Perl reads input one line at a time (unless you tell it to do otherwise).
It also reads by default from standard input, again, unless you tell it
to do otherwise. Therefore, this while loop will continuously
read lines from standard input, until there are no lines left to be
read.
The evil-looking mess on line 5 is just an if statement. As with
most programming languages, the code within the braces (on lines
6-9) will be executed if the expression that follows the if is
true. But what is the expression between the parentheses?
Those readers familiar with Unix tools such as grep and sed
will peg this immediately as a regular
expression: a cryptic
but useful way to represent a pattern to be matched in the input text.
Regular expressions are usually found between delimiting slashes
(/…/).
This particular regular expression matches lines of
the form:
mdw ttypf loomer.vpizza.co Sun Jan 16 15:30 - 15:54 (00:23)
As an example, referencing the variable
$hours{'mdw'} returns the total number of hours
that the user mdw was logged in.
Similarly, if the username mdw is stored in the variable $1,
referencing $hours{$1} produces the same effect.

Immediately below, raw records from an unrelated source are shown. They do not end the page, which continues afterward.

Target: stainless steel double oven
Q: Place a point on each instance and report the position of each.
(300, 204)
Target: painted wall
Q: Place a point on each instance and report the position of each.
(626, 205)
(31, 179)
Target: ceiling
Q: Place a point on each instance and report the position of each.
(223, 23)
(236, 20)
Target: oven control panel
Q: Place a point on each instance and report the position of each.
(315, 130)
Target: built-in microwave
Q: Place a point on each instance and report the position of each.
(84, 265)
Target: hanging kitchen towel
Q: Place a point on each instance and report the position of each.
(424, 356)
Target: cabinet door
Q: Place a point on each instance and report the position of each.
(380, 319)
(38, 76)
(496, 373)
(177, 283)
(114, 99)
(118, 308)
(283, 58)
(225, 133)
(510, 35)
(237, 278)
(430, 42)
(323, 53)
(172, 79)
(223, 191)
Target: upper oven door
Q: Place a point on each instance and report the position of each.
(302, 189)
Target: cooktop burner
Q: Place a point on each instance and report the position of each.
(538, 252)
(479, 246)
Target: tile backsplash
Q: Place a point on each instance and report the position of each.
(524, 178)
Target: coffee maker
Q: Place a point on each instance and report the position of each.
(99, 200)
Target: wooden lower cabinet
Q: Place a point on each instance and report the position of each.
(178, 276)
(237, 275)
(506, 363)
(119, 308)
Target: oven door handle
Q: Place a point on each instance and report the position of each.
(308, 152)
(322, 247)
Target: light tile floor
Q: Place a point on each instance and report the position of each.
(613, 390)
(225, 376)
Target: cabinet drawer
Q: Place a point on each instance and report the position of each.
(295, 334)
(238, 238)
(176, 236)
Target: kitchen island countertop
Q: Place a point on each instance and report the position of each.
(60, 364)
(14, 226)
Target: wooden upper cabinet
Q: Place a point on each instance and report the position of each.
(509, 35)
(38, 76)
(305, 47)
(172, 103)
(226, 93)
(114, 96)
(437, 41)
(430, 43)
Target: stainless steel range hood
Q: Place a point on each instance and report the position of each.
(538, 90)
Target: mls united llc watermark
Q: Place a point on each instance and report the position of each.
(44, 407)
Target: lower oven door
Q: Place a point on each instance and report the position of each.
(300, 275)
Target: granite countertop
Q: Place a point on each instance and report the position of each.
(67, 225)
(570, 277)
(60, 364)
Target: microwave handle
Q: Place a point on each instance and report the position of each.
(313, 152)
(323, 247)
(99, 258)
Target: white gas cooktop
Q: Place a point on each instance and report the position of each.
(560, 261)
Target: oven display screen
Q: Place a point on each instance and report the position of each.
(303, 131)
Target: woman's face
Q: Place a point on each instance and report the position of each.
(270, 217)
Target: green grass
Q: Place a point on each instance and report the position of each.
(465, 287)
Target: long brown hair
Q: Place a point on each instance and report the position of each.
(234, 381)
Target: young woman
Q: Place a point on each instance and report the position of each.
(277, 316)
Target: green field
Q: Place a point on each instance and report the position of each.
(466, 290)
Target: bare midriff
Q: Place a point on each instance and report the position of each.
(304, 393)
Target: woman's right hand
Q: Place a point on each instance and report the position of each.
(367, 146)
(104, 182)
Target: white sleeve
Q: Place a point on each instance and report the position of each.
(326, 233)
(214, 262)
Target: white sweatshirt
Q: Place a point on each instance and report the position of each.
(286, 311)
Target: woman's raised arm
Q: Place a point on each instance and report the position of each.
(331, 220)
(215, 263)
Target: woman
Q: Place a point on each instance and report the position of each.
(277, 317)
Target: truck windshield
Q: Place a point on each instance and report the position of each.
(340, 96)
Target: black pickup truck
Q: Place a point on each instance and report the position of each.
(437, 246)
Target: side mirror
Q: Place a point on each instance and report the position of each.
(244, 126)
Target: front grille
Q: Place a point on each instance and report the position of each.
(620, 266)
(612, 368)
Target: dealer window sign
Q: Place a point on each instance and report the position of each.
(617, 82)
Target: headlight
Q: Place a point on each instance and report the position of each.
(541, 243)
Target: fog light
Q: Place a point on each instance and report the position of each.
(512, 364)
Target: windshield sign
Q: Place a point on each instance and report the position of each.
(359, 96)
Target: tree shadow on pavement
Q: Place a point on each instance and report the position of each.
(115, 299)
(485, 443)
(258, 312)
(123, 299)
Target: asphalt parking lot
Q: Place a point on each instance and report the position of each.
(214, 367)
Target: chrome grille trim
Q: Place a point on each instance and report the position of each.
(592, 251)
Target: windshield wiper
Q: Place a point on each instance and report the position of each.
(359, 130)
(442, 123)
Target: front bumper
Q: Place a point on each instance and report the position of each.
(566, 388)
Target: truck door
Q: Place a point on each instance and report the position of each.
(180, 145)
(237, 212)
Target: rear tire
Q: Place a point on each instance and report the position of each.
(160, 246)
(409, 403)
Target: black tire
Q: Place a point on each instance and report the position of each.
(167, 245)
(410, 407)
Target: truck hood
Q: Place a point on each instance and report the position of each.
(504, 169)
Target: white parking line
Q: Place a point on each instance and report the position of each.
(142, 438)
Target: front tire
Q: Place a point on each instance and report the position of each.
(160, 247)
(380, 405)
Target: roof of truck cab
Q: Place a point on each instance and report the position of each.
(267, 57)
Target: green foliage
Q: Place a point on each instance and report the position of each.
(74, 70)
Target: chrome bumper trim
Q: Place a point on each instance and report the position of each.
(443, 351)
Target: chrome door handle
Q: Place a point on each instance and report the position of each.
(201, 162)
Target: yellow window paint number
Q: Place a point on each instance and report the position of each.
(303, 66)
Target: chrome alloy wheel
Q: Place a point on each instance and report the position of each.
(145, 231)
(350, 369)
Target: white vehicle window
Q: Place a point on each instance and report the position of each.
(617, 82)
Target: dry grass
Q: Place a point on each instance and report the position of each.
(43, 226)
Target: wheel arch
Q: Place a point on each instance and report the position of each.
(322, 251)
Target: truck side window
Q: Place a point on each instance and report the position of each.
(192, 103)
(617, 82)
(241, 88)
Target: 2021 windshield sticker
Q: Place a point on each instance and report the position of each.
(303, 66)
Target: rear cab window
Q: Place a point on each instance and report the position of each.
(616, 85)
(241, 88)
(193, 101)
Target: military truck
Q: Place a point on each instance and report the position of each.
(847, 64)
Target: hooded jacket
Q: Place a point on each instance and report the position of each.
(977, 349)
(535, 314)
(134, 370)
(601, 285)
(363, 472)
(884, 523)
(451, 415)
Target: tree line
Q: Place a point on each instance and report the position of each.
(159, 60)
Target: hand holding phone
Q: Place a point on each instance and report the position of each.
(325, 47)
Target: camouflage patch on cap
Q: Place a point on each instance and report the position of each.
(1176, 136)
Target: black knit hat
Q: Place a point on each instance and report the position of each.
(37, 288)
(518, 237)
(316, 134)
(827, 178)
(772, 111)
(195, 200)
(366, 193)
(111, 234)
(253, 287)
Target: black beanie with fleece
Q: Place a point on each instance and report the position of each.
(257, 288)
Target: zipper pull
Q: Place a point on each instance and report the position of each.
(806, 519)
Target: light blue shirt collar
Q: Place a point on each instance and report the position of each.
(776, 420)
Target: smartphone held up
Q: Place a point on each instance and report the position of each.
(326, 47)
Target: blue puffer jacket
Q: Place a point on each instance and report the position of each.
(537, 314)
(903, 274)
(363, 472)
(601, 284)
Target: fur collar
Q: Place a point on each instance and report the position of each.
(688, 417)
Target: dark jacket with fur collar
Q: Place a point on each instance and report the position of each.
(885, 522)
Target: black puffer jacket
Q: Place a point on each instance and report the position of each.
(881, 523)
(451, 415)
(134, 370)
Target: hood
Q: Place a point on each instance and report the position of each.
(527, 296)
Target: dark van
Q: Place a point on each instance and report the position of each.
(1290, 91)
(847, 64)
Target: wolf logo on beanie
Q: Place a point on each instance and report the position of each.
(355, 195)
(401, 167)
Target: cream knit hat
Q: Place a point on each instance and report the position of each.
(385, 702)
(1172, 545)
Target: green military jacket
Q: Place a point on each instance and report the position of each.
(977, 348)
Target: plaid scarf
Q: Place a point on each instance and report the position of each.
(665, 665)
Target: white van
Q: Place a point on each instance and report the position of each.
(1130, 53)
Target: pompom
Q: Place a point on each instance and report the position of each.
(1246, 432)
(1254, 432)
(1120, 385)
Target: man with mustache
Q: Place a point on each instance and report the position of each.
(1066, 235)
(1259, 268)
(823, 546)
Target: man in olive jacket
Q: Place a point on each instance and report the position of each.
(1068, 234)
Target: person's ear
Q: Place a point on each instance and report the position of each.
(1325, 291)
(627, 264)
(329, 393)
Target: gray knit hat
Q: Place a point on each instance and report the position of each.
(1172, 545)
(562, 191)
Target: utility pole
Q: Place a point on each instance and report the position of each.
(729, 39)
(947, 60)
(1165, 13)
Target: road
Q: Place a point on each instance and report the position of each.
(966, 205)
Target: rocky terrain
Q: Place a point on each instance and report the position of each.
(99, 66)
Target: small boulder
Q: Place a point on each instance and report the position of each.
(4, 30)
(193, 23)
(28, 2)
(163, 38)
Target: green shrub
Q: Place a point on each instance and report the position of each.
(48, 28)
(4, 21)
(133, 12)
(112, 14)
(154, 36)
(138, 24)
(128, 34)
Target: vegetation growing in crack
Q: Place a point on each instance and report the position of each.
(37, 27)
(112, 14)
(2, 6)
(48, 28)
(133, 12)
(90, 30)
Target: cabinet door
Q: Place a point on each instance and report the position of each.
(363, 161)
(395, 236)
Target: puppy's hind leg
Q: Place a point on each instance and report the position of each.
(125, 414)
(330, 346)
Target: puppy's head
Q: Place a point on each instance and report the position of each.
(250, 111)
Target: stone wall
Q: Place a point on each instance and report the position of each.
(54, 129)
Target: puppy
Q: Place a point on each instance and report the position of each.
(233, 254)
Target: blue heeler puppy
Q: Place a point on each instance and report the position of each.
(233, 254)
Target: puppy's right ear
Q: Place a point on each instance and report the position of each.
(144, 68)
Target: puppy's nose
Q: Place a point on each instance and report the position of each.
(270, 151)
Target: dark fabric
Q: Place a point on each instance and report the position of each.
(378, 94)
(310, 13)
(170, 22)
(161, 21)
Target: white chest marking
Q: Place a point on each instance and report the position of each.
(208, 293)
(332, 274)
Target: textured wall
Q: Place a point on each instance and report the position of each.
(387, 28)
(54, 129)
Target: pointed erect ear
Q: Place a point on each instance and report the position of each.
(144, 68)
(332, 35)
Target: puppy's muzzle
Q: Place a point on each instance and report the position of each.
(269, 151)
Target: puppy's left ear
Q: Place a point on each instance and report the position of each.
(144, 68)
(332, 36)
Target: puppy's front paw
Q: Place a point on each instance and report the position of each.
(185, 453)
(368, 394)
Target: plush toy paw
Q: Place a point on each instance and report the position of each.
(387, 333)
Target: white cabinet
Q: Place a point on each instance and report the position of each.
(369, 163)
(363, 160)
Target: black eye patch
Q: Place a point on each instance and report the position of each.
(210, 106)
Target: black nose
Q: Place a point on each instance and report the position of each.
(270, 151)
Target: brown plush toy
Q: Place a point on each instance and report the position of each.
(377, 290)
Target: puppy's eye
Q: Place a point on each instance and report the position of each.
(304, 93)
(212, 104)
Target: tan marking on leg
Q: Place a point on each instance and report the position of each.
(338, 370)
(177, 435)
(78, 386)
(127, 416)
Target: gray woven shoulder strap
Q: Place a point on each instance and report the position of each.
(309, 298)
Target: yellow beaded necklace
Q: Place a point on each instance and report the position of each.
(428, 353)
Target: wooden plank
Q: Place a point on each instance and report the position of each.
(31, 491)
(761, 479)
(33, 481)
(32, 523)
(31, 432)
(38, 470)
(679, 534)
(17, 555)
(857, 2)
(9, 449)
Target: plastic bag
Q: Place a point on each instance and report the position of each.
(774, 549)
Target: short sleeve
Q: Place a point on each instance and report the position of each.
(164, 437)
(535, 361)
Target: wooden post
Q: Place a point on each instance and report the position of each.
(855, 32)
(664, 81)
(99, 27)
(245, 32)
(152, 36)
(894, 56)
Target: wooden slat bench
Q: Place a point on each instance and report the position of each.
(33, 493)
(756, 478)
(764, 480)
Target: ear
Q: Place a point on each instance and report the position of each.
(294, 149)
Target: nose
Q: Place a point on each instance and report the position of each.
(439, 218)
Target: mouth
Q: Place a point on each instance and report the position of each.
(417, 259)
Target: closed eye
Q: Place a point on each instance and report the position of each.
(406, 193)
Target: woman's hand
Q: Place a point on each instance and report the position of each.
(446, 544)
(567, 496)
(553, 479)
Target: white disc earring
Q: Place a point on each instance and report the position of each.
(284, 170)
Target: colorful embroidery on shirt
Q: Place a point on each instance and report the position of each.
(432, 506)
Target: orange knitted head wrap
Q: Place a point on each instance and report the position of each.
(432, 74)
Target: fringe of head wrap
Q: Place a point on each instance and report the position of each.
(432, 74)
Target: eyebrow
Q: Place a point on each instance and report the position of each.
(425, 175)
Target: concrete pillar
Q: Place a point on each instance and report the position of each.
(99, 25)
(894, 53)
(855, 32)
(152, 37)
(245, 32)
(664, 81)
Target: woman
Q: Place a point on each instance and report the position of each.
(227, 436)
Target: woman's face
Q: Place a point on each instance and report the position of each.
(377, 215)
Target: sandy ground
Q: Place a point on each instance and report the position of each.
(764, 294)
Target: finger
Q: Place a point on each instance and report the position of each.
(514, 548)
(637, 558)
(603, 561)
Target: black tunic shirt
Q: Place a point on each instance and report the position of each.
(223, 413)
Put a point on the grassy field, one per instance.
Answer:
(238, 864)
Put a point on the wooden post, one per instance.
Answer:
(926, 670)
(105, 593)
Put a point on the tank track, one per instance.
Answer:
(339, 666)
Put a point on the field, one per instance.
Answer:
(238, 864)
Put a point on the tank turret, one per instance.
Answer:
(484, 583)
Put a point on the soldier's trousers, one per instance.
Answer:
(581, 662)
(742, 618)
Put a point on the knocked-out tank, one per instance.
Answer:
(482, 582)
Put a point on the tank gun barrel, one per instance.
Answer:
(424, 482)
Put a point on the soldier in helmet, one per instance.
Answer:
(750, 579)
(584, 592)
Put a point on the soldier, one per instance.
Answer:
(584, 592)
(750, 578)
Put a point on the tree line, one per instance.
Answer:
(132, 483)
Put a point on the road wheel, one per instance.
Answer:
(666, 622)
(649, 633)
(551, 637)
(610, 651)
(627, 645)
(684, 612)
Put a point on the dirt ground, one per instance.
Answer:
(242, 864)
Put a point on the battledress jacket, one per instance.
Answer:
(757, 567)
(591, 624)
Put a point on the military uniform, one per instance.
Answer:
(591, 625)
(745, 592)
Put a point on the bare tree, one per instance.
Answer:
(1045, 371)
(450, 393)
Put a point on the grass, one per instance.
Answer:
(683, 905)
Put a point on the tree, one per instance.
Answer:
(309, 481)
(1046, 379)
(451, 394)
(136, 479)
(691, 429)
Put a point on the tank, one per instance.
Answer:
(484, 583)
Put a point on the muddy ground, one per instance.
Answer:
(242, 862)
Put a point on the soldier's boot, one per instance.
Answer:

In lines 6-9, we increment the values of these arrays according to the
data on the present line of input. For example, given the input line:
jem ttyq2 mallard.vpizza.c Sun Jan 16 13:55 - 13:59 (00:03)
Line 7 increments the value of the hours array, indexed with
$1 (the username, jem
), by the number of hours that
jem was logged in (stored in the variable $2). The
Perl increment operator += is equivalent to the corresponding
C operator. Line 8 increments the value of minutes for the
appropriate user similarly. Line 9 increments the value of the logins
array by one, using the ++ operator.
Associative arrays are one of the most useful features of Perl. They
allow you to build up complex databases while parsing text. It would
be nearly impossible to use a standard array for this same task. We
would first have to count the number of users in the input stream
and then allocate an array of the appropriate size, assigning a position
in the array to each user (through the use of a hash function or some
other indexing scheme). An associative array, however, allows you to
index data directly using strings and without regard for the size of
the array in question. (Of course, performance issues always arise when
attempting to use large arrays, but for most applications this isn't
a problem.)
Let's move on. Line 14 uses the Perl foreach statement, which
you may be used to if you write shell scripts. (The foreach
loop actually breaks down into a for loop, much like that
found in C.) Here, in each iteration of the loop, the variable
$user is assigned the next value in the list given by the
expression sort(keys %hours). %hours simply
refers to the entire associative array hours that we
have constructed. The function keys returns a list of all
the keys used to index the array, which is in this case a list
of usernames. Finally, the sort function sorts the list returned
by keys. Therefore, we are looping over a sorted list of usernames,
assigning each username in turn to the variable $user.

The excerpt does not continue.